2- Rızanın bilgilendirmeye dayanması
Açık rıza bir irade beyanı olup, kişinin özgür bir şekilde rıza gösterebilmesi için, neye rıza gösterdiğini de bilmesi gerekir. Bu durum Kanun’un 10. maddesinde düzenlenen “aydınlatma yükümlülüğü” kavramı ile de ilişkilidir. Kişinin sadece konu üzerinde değil, aynı zamanda rızasının sonuçları üzerinde de tam bir bilgi sahibi olması gerekir. Bilgilendirme, veri işleme ile ilgili bütün konularda açık ve anlaşılır bir biçimde gerçekleştirilmelidir. Bilgilendirmenin mutlaka verinin işlemesinden önce yapılması gerekir. İşlenecek verinin niteliği, aynı zamanda bilgilendirme düzeyini belirleyecektir. İlgili kişinin aydınlatılması aynı zamanda kişinin kendi geleceğini belirleme hakkının bir yansımasını oluşturmaktadır.
3– Özgür iradeyle açıklanması
Kişinin irade beyanı olan rıza, kişinin yaptığı davranışın bilincinde ve kendi kararı olması halinde geçerlilik kazanacaktır. Kişinin iradesini sakatlayacak her tür fiil, kişisel verilerin işlenmesi için verdiği rızayı da sakatlayacaktır. Cebir, tehdit, hata ve hile gibi iradeyi sakatlayan hallerde, kişinin özgür biçimde karar vermesi mümkün değildir. Dolayısıyla bu gibi durumlarda özgür bir irade açıklamasından bahsedilemez. Ancak buradaki her sebep kendi içerisinde değerlendirilmeli, rızayı etkileme derecesi belirlenmelidir. Tarafların eşit konumda olmadığı veya taraflardan birinin diğeri üzerinde etkili olduğu durumlarda rızanın özgür iradeyle verilip verilmediğinin dikkatle değerlendirilmesi gerekir. Özellikle işçi-işveren ilişkisinde, işçiye rıza göstermeme imkânının etkin bir biçimde sunulmadığı veya rıza göstermemenin işçi açısından muhtemel bir olumsuzluk doğuracağı durumlarda, rızanın özgür iradeye dayandığı kabul edilemez.
Şirketlerin çalışanlarından alması gereken Açık Rıza Metninde yukarıda belirtilen unsurların yer alması gerekmektedir.
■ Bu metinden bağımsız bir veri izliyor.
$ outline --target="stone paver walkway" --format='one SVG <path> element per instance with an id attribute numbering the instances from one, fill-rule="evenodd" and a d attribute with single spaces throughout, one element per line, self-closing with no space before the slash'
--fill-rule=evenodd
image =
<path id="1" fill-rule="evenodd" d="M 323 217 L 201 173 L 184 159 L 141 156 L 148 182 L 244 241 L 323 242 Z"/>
Kapsam itibariyle özlük dosyası oluşturma sürecindeki veriler, iç iletişim ve dış iletişim sürecinde alınan veriler, işten ayrılma sürecinde alınan belgeler ve bu süreç sonrasında saklanması gereken kişisel verilerin yer aldığı belgeler, çalışan verilerinin 3. kişilere aktarılması gibi hususları içeren bu metin çalışan tarafından incelenmeli, çalışandan “Şirket tarafından Aydınlatma Metni ile bilgilendirildiğimi, söz konusu hususlara bilerek ve isteyerek rıza gösterdiğimi beyan ederim.” şeklinde bir beyan alınmalı, bunun yanında kabul ediyorum – kabul etmiyorum kutucuklarının yer aldığı bölüm işaretlenmelidir.